Posted by clr at 01:15 AM | Comments (0) | TrackBack

August 18, 2003

for the non-believers

You'll want to read the Chicago Sun-Times review of last week's Springsteen show. (And no, this is not an opening for a DeRogatis bitching session, since he didn't write it.)

It's an example of an exceptionally great review of a rock show in a daily paper, by someone who's not a columnist (see above). It's clear that the writer is most likely a fan, or maybe was a fan; he "gets" Bruce, but also has the critical distance necessary for a general audience piece.


The writer frankly addresses - several times, in fact - why people don't like Springsteen, and frankly, I think he nails it. He admits what we've all known for years: Bruce is an idiot - but he's our idiot. The secret is whether or not you want to let yourself go and throw yourself into the moment that he creates that night.

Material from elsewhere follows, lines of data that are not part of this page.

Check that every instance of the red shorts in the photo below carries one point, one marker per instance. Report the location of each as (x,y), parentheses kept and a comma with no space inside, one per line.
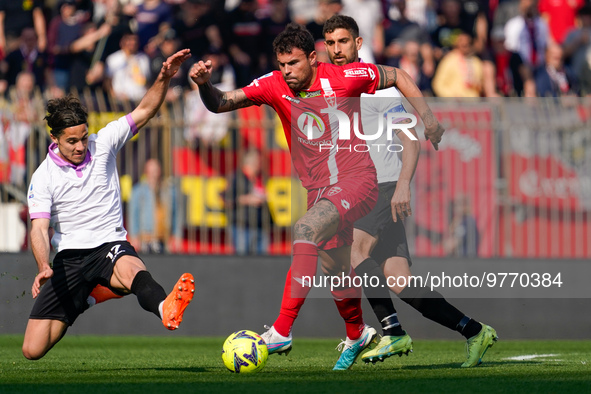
(354,198)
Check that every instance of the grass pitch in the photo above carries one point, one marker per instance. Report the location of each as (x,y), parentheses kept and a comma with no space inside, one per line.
(85,364)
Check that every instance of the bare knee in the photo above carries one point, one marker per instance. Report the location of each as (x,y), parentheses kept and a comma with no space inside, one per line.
(31,353)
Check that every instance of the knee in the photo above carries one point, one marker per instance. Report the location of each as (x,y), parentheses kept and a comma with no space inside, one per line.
(32,354)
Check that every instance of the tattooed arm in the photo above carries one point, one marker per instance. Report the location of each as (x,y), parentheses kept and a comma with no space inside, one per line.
(214,99)
(392,76)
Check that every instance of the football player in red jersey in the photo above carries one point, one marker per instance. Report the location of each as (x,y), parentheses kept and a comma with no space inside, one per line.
(341,182)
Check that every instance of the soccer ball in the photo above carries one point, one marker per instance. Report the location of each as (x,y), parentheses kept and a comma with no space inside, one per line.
(244,351)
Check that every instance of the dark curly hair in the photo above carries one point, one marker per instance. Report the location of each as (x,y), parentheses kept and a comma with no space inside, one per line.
(63,113)
(341,22)
(294,36)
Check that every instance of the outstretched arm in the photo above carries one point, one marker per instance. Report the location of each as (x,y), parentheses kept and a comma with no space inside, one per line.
(392,76)
(40,247)
(214,99)
(154,97)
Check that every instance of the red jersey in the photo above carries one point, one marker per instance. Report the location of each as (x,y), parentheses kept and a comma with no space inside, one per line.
(320,157)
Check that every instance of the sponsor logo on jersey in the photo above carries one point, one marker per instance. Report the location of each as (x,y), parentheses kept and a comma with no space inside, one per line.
(256,81)
(331,98)
(311,125)
(316,93)
(290,99)
(334,190)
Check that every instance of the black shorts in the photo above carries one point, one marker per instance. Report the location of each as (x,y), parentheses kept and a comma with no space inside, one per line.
(378,223)
(75,273)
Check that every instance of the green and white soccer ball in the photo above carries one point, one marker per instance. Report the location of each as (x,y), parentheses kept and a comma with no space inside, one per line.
(244,351)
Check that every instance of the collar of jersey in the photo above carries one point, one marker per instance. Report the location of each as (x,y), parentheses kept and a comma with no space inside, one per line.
(63,163)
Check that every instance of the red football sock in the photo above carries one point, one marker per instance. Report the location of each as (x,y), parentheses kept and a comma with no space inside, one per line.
(305,261)
(348,300)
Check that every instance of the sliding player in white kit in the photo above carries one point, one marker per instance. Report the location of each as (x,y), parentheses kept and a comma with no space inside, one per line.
(379,245)
(76,192)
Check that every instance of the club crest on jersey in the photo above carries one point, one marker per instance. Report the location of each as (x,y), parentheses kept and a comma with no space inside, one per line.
(334,190)
(360,72)
(310,94)
(255,82)
(311,125)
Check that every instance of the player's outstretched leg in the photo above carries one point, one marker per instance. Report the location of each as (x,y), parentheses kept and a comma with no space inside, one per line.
(276,343)
(102,293)
(352,348)
(389,346)
(477,345)
(177,301)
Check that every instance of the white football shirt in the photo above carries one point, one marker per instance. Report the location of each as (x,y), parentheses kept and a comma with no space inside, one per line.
(83,202)
(387,160)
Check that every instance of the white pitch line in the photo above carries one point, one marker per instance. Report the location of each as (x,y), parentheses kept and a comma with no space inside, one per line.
(530,357)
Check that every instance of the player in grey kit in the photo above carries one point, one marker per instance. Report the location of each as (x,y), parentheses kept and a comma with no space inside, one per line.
(379,246)
(76,192)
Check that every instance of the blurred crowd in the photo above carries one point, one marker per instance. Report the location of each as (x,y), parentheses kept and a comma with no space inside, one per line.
(451,48)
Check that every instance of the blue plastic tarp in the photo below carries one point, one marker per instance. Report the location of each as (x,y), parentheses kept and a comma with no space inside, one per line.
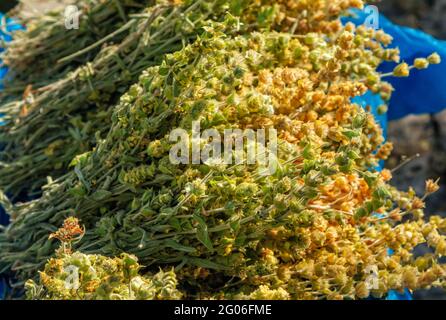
(425,90)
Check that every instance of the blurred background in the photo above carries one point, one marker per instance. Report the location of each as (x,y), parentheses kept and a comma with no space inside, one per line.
(423,134)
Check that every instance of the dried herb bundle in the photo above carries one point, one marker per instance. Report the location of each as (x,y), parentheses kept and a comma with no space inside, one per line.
(76,276)
(308,231)
(42,136)
(47,50)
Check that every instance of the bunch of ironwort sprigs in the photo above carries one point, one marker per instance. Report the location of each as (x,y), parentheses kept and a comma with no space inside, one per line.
(77,276)
(50,47)
(319,226)
(45,131)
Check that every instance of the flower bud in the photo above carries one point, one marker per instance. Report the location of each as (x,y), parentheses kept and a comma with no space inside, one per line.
(402,70)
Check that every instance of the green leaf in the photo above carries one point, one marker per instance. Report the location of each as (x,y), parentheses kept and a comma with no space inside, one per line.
(207,264)
(179,247)
(202,233)
(101,194)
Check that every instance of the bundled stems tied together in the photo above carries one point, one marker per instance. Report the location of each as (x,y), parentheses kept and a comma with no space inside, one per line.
(318,227)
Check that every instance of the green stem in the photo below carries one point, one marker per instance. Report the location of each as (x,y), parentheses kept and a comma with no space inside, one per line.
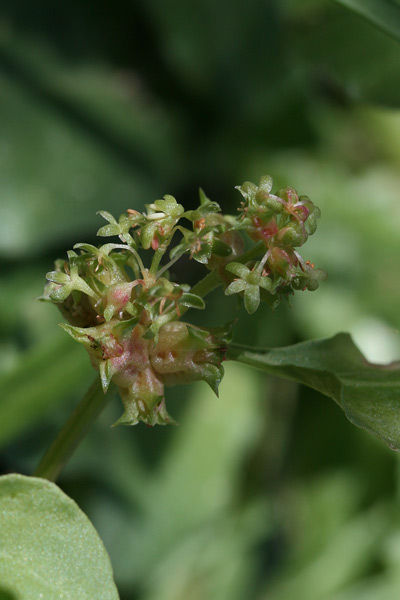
(72,432)
(248,356)
(155,263)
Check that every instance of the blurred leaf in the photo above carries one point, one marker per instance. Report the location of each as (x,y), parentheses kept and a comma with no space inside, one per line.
(385,14)
(348,60)
(369,394)
(43,377)
(49,548)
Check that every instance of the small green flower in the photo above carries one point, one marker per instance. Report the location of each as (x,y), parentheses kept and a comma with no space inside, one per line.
(249,282)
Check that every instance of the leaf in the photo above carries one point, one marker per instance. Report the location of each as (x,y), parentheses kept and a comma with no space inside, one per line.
(369,394)
(49,548)
(385,14)
(42,380)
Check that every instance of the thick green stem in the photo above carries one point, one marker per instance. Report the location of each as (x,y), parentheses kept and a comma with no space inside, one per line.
(73,432)
(247,355)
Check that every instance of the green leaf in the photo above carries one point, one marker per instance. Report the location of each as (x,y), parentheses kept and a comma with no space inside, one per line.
(385,14)
(369,394)
(49,548)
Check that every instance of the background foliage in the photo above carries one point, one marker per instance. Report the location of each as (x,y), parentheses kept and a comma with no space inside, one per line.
(268,492)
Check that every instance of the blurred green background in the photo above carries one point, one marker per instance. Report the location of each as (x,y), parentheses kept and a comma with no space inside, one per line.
(267,493)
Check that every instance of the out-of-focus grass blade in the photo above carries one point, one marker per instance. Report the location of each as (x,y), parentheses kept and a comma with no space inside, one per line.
(42,378)
(385,14)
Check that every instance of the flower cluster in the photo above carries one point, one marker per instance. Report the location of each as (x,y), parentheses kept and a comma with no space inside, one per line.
(128,315)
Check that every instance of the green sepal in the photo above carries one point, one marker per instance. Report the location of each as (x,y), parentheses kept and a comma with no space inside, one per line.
(137,409)
(238,269)
(235,287)
(251,298)
(213,376)
(106,372)
(192,301)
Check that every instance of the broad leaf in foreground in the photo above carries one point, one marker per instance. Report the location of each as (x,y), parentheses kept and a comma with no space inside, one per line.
(48,547)
(369,394)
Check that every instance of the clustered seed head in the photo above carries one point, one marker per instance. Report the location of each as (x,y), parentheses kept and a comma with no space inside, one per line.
(128,316)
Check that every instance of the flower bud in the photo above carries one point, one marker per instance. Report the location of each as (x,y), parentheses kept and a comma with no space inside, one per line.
(184,354)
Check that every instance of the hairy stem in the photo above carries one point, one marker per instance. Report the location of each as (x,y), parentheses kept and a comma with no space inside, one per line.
(72,432)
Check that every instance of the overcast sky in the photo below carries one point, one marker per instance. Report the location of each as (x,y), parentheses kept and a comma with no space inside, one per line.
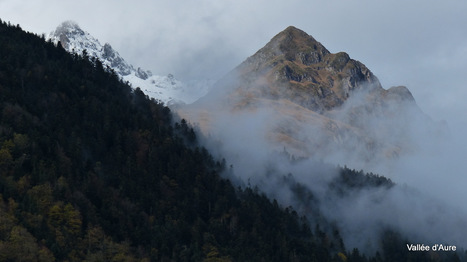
(421,44)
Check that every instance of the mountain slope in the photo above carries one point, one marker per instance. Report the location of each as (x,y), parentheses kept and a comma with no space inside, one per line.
(314,103)
(164,88)
(91,170)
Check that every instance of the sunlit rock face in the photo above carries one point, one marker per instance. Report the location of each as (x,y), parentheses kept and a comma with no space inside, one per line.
(312,103)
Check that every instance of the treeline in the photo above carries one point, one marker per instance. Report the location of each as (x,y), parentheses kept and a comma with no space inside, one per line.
(93,170)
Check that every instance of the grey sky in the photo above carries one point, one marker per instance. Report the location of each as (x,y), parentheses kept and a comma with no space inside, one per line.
(420,44)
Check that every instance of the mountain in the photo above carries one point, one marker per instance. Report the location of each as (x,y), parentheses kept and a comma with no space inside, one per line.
(314,103)
(164,88)
(93,170)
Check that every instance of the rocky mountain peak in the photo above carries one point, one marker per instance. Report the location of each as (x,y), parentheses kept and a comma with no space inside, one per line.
(337,99)
(164,88)
(296,67)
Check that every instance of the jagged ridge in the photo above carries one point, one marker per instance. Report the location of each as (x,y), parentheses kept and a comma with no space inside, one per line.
(164,88)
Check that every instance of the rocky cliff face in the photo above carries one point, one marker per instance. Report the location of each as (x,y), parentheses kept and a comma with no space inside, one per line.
(312,102)
(163,88)
(296,67)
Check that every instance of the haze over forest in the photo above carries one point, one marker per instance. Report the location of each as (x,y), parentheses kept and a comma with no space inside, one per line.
(283,117)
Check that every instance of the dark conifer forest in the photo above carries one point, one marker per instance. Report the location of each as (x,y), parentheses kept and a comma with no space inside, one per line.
(93,170)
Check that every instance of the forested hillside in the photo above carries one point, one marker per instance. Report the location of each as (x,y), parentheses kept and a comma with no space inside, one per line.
(93,170)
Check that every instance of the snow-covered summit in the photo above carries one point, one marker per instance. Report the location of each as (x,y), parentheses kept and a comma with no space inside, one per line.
(164,88)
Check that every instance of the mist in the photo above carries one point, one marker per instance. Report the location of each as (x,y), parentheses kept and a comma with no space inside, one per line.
(423,157)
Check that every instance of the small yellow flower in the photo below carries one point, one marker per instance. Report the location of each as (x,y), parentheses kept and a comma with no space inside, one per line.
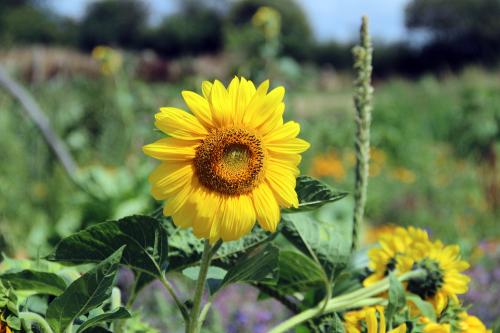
(471,324)
(444,280)
(355,321)
(110,60)
(391,254)
(328,165)
(230,162)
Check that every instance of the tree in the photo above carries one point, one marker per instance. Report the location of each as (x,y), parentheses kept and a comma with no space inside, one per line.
(460,31)
(113,22)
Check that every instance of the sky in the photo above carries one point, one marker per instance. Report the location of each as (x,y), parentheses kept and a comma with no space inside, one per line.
(330,19)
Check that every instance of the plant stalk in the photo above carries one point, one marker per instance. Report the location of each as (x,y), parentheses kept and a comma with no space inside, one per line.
(363,94)
(195,320)
(358,298)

But the best has to be the ending, and I can't believe he got away with it in this context:

"If a man delivers a message of hope in an industry that increasingly sells hopelessness and despair by the bucketful, is that a bad thing? In a world of Marilyn Mansons, what's wrong with someone who declares defiantly that 'I believe in the love that you gave me/I believe in the faith that could save me/I believe in the hope and I pray that someday it may raise me above these badlands'?

And, finally, this: Is it just posturing and contrivance if the singer and the band actually believe in what they're saying and doing?

You tell me.

Is a dream a lie if it does come true? Or is it something better?"

For what it's worth, in my review of the Montreal Springsteen show, I wondered much of the same thing about that very lyric. Hooey or not, it's one of the things that's kept me going - and surprisingly, still keeps me going - since I was 14 years old.